Factors influencing the choice:

1. Nature of the product: Expensive jewelry or fresh bread usually needs a physical market. Music and software are perfect for digital-only markets.
2. Target Audience: If your customers are elderly, they might prefer a physical shop. Gen Z might prefer TikTok Shop.
3. Cost: Start-ups often start non-physically because it’s cheaper to build a website than to rent a shop.

Quick Review Box

Physical Markets: Tangible, face-to-face, high rent, local customers.
Non-Physical Markets: Digital/Online, 24/7, low overheads, global reach.
The Big Shift: Most firms now use both to maximize their market share.

Common Mistakes to Avoid

Mistake 1: Thinking a "market" must be a physical place. Remember, any trade is a market!
Mistake 2: Assuming non-physical markets have *no* costs. While they save on rent, they often spend a fortune on digital marketing and cybersecurity.
Mistake 3: Forgetting that "Digital" products (like an eBook) are different from "Physical products sold online" (like a fridge from Curry's).
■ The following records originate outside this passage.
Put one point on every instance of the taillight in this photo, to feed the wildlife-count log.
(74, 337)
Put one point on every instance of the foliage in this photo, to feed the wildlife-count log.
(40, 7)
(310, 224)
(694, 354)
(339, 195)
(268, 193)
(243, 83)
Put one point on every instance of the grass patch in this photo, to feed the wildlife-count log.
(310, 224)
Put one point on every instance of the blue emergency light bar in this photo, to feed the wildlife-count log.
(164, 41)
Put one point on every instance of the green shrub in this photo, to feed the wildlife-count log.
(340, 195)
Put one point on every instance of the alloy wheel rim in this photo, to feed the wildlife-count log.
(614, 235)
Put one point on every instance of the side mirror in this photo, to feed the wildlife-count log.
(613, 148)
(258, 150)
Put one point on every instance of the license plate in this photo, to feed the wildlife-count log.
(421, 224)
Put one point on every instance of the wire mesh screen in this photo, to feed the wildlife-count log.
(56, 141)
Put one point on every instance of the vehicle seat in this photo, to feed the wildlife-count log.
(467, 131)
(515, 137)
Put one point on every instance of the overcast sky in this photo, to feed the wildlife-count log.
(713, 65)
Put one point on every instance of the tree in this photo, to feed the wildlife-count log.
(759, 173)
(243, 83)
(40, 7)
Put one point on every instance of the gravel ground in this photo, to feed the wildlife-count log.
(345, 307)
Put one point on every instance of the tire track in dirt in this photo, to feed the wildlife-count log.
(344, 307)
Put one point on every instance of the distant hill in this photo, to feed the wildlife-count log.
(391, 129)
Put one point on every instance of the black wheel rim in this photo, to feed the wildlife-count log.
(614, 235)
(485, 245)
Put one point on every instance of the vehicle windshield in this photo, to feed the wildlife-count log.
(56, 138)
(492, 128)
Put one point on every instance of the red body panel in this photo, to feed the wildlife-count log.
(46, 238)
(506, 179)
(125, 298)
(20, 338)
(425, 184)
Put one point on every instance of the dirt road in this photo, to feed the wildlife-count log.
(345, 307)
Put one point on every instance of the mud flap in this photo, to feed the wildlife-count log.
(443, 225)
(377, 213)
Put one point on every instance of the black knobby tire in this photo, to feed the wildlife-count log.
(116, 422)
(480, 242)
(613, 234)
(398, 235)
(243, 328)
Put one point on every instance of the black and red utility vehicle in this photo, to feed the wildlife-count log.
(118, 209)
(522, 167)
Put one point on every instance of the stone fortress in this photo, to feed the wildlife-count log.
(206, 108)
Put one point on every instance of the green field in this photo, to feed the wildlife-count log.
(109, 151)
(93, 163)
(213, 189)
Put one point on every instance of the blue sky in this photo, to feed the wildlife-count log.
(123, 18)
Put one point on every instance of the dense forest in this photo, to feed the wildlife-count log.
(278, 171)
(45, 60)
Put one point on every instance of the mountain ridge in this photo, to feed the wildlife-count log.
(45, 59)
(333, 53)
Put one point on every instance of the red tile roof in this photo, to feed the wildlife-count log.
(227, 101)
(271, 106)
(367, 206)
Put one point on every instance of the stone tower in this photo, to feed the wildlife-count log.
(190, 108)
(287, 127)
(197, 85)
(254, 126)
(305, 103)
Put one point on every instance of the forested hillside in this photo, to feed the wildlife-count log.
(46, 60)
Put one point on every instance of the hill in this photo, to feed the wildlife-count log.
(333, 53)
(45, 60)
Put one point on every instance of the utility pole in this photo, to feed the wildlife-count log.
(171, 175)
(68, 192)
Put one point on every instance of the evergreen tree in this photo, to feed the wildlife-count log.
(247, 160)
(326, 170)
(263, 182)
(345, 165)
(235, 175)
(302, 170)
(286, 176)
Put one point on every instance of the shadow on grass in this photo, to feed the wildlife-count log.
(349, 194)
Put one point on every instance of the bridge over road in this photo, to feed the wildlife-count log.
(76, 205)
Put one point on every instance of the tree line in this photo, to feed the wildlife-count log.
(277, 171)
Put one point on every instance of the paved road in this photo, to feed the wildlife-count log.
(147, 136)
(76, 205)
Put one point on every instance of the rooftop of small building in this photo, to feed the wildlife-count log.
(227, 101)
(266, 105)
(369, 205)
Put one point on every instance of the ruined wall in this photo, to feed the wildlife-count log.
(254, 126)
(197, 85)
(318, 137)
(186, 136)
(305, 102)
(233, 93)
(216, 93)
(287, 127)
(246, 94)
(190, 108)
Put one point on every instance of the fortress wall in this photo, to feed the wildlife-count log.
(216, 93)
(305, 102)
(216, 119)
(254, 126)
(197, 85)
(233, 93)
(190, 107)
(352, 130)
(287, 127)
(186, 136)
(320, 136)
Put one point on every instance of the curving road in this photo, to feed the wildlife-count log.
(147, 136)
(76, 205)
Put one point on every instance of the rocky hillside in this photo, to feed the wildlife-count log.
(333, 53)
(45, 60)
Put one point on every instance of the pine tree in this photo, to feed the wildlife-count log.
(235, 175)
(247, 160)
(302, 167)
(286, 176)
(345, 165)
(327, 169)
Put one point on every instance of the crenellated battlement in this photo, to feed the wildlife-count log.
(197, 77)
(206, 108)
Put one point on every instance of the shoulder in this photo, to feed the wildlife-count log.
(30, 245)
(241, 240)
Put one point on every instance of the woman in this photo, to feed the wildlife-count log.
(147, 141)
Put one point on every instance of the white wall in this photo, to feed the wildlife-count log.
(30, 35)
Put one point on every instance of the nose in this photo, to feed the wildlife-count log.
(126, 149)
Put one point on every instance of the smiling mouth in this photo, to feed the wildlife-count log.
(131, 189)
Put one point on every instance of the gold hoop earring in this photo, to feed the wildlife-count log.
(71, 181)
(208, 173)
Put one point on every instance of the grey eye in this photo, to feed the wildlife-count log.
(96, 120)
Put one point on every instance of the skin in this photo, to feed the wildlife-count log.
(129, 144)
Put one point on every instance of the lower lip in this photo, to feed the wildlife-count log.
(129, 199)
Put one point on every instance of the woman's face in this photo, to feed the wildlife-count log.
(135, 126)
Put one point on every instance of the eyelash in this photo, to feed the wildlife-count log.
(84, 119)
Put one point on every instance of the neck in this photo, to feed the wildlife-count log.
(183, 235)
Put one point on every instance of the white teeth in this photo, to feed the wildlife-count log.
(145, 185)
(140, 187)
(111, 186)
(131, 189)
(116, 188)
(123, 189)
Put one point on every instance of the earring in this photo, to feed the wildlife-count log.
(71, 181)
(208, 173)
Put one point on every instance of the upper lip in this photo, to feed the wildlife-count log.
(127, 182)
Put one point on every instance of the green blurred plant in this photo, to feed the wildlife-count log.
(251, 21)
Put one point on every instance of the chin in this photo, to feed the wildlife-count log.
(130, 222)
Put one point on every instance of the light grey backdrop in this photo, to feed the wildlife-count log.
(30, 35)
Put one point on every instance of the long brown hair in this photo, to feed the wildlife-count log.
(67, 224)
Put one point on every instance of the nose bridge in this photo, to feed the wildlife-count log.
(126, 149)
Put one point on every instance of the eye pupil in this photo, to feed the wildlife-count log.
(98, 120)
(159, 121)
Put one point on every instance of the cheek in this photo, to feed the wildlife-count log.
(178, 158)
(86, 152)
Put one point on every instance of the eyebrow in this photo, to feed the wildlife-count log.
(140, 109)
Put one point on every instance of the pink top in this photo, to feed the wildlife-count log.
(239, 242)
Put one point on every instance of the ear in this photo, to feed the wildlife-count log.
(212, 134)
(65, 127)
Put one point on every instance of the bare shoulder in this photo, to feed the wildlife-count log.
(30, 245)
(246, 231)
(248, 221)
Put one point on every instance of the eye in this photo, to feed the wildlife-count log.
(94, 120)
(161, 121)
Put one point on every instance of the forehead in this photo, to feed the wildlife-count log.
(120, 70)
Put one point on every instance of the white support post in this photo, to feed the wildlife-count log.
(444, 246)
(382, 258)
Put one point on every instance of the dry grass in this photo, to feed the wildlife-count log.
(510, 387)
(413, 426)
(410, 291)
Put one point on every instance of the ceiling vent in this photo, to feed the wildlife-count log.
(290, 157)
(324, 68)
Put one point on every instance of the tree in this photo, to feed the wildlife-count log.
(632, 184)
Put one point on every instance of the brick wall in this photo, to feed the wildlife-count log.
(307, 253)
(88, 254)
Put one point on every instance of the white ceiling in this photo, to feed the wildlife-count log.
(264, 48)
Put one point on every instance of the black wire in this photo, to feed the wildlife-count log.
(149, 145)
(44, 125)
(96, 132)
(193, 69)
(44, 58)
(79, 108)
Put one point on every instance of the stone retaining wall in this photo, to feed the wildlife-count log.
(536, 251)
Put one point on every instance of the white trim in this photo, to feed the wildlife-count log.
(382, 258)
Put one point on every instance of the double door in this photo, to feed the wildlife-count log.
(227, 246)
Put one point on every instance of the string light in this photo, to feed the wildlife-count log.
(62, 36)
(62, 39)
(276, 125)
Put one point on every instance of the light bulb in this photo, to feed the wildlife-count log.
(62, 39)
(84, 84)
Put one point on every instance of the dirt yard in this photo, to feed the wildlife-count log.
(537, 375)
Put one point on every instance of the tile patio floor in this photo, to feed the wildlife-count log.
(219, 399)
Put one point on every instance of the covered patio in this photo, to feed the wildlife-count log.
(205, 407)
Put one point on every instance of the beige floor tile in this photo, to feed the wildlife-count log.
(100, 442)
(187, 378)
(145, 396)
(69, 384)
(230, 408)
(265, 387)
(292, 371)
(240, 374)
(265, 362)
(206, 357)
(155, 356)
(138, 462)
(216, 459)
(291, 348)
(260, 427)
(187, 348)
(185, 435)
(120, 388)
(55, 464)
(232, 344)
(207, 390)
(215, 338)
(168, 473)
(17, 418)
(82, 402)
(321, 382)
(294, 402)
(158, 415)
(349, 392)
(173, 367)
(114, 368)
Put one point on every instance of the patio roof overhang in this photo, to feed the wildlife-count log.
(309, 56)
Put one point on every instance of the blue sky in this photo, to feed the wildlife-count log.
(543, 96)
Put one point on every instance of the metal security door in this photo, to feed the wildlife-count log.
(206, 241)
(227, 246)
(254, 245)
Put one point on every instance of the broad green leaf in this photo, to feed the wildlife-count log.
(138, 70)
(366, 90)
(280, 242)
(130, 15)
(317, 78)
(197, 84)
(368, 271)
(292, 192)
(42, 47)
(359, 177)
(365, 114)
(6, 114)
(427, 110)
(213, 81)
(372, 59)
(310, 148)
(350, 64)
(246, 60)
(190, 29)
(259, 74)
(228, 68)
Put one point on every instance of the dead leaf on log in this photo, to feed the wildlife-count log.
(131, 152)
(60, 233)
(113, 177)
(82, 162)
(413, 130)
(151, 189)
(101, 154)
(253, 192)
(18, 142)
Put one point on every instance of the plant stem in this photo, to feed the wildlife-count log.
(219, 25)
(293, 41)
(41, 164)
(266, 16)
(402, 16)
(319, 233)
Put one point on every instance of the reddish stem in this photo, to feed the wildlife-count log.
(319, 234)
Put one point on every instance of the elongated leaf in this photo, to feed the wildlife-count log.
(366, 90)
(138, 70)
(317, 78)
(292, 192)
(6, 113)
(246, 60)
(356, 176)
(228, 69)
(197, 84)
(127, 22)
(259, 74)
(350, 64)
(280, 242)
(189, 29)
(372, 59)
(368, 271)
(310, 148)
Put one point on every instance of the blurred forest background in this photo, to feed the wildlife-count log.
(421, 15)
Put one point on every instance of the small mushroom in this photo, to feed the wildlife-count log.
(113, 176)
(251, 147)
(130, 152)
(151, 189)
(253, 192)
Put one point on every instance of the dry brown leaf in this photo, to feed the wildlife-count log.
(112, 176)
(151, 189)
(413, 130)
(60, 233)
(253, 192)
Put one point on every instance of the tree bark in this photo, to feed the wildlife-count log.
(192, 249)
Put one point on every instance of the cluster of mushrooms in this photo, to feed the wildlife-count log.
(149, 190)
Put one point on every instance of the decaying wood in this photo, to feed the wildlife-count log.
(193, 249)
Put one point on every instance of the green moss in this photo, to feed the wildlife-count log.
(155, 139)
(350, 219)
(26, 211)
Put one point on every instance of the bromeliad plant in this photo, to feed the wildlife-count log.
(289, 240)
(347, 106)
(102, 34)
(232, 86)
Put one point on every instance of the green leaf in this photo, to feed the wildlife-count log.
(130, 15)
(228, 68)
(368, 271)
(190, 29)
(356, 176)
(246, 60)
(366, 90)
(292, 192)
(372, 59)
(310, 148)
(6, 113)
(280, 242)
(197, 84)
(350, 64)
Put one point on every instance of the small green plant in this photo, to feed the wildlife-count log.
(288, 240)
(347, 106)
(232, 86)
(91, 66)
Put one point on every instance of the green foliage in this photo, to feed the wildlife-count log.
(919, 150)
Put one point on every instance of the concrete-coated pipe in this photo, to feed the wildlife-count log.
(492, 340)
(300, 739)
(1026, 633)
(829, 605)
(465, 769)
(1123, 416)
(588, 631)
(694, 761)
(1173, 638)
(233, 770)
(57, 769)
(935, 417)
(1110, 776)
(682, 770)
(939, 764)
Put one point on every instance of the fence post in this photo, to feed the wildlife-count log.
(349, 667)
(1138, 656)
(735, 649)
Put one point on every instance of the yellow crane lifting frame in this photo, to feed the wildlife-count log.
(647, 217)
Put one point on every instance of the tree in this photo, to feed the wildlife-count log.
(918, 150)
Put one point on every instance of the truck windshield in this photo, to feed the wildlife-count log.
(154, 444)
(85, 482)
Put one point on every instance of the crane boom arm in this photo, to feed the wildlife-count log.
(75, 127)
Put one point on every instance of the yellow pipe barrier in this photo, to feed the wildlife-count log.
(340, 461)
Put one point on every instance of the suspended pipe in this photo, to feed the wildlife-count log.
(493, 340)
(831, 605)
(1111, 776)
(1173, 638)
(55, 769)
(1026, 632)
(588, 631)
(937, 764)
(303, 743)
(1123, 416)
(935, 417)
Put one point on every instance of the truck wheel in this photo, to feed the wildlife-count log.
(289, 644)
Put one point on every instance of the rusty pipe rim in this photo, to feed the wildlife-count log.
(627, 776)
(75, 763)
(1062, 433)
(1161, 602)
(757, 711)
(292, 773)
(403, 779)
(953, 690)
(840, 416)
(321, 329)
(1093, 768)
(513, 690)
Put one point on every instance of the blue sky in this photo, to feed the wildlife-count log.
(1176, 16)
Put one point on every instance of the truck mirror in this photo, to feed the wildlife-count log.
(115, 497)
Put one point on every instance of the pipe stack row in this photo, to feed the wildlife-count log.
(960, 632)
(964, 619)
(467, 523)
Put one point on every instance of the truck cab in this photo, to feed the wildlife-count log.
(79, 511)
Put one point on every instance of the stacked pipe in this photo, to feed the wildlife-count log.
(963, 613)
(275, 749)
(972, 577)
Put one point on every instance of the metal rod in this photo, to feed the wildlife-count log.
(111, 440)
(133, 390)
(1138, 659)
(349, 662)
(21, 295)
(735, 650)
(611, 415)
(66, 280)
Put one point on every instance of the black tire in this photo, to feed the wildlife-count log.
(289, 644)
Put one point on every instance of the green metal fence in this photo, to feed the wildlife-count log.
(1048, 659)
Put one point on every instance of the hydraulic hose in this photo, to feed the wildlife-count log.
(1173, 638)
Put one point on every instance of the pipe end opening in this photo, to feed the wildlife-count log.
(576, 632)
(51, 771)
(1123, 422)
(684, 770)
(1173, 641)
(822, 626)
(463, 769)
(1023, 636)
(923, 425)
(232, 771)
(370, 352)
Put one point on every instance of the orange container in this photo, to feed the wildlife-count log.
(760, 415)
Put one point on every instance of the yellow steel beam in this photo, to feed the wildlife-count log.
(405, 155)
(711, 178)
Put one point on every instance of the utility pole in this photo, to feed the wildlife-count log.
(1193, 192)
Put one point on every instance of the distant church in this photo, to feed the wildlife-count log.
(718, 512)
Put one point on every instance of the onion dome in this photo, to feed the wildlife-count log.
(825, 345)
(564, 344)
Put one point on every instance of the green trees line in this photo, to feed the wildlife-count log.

Both are in non-physical markets, but one has zero shipping costs!

Memory Aid: The "C.O.R.E." of Market Choice

To remember why a firm chooses its market type, think C.O.R.E.:
C - Costs (Rent vs. Website maintenance).
O - Opportunity (Global reach vs. Local presence).
R - Relationships (Face-to-face vs. Automated emails).
E - Experience (Touching the product vs. Convenience).

Final Summary

In the External Influence of the modern world, the shift from physical to non-physical is one of the biggest changes businesses face. Firms must adapt or risk being left behind by more "digitally savvy" competitors. Whether a firm is "Bricks," "Clicks," or both, their goal remains the same: to find the most effective way to connect with their customers.